When Taylor delayed release of the country’s electricity pricing update, pushing it out past the election, he was only putting off the inevitable. The issues he was concealing were not short term. They had been cultivated over a decade in which the formulation of energy policy had essentially been handed over to fossil fuel companies.
This capture affects both sides of politics. The last government made no attempt to properly tax gas exporters and the new government is not proposing any different. In most of the country, there is no requirement to service the domestic market. The system allows for maximum profits with no thought to consequences. It is the cow and the milk for free.
Under Taylor, the carbon market was massively distorted. Until it is reformed, it is largely useless in cutting emissions. The energy market was similarly neglected. Companies were forced to keep open power plants that should have been closed.
A third of coal supply is currently offline because the power stations responsible for it are so decrepit.
This is the fantasy of an unreformed energy sector, to which is added the war in Ukraine, floods that affected coal supply, and
a cold snap that caused demand to surge.
Price caps have now been instituted. The spot market has been suspended. This is the first time the Australian Energy Market Operator has intervened in the national market, rather than in the markets of individual states. It is a clear illustration of how incompetently the system has been run.
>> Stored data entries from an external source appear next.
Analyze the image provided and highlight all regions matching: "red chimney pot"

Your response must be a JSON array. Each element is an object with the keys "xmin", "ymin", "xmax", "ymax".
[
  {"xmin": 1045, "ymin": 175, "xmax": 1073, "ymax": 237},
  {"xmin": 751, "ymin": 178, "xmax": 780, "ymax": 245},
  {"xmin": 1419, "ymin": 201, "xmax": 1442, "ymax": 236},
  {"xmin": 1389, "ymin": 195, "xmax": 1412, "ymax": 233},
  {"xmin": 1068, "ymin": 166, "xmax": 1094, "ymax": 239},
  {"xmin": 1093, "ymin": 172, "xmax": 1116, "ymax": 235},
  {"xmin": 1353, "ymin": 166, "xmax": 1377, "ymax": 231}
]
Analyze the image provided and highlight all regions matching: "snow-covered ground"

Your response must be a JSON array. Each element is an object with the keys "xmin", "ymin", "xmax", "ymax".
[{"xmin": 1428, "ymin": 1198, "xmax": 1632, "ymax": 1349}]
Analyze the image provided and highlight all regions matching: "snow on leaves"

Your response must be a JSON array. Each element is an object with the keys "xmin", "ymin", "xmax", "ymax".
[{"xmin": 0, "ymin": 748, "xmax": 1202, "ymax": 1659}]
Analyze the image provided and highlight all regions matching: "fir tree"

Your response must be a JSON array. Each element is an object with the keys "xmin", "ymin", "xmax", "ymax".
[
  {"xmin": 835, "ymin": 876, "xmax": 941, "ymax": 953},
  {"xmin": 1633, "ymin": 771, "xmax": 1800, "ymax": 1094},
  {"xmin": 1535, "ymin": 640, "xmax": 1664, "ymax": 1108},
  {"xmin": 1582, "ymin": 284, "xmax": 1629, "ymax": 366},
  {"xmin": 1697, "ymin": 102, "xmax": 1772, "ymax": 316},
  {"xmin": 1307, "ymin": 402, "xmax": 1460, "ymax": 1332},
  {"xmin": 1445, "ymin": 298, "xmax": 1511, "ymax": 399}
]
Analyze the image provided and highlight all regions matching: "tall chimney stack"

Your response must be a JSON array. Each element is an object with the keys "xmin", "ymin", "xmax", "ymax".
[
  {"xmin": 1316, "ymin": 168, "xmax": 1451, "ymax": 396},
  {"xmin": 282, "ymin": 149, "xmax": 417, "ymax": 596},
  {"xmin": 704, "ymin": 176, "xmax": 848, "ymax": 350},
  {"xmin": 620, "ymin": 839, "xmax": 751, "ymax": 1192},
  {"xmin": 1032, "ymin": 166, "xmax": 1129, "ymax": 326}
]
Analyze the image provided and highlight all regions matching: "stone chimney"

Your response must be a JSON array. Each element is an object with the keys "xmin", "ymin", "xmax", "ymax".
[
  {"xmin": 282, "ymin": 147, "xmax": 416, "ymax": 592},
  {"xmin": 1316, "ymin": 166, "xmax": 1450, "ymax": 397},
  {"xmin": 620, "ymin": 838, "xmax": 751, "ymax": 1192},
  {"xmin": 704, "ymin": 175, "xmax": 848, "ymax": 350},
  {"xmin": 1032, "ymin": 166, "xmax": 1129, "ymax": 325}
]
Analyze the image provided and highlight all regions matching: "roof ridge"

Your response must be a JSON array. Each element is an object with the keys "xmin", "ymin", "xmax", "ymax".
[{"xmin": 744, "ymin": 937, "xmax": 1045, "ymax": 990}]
Increasingly, no matter the question, the answer is renewables. Labor needs to do more to cultivate this reality. The country is a decade behind on projects that would have alleviated the energy crisis it now faces.
Labor has announced a $20 billion project to upgrade the energy grid. It has an electric vehicles policy that will subsidise cars and create incentives for infrastructure. Yet is has ruled out some of the key interventions needed by the country. It will not introduce a carbon price, despite this being the most efficient way to deal with emissions. It continues to pretend that business should decide whether new coalmines are opened up around the country.
Peter Dutton claims the energy market is “precarious” and that the transition to renewables is happening “too quickly”. He says Labor is “spooking” it. He sees the world through a lens of fear, so why not the industry in front of which his party has been prostrated for a decade?
It is a mark of the paucity of debate in this country that someone could argue action has been too quick when in fact it has been too slow. In the end, Taylor bought an extra month before it all came undone. In energy policy, this passes for forward planning.